From (Park et al., American Journal of Sports medicine, 2015)

Fig. 3
figure 3

From (Park et al., American Journal of Sports medicine, 2015)

Prognosis

The natural history of root tears is not well-defined. Theoretically, non-operative treatment of meniscus root tears may exacerbate meniscus extrusion and joint space narrowing of the involved compartment. Such prognosis, however, is not always clear. In one study involving patients with degenerative medial meniscus tears, the degree of meniscus extrusion was similar in knees with and without root tears [12]. Another study evaluating subjective knee scores and degree of joint space narrowing in lateral meniscus posterior root tears left untreated during anterior cruciate ligament reconstruction found that there was progression of joint space narrowing of about 1 mm compared to control knees at 10 years follow-up but no difference in subjective scores [19].

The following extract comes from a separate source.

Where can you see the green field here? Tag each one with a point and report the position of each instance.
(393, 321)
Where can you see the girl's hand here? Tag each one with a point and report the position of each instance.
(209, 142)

Operative treatment for meniscal root tears includes meniscectomy and meniscus root repair. Partial meniscectomy may be indicated in symptomatic patients with chronic root tears and concomitant grade 3–4 cartilage lesions who do not respond to non-operative treatment. In a previous retrospective study assessing 67 patients with a mean follow-up of 56.7 months, partial meniscectomy for medial meniscus posterior root tears resulted in improvement of subjective knee scores but also resulted in progression of radiographic arthritis [3] Another retrospective study comparing 58 patients with medial meniscus root tears who received either partial meniscectomy or root repair showed that although both procedures resulted in subjective knee score improvements, the repair group showed less progression of osteoarthritis at 4 years follow-up [20]. Meniscal root repair, on the other hand, may be indicated in symptomatic patients with acute tears, or with chronic tears that are without severe concomitant cartilage lesions (< grade 3). Several studies have shown subjective knee score improvements, reduction of extrusion, and cessation of degeneration progression in the short term [20,21,22,23,24]. Controversy exists, however, in regard to patient selection, timing of surgery, and method of repair. Not all root repairs heal, as demonstrated in previous studies assessing the repair efficacy by MRI or second look arthroscopy [22, 23]. Further understanding of tear pathogenesis, healing mechanism, and natural history of root tears should improve the overall prognosis of root tear treatment.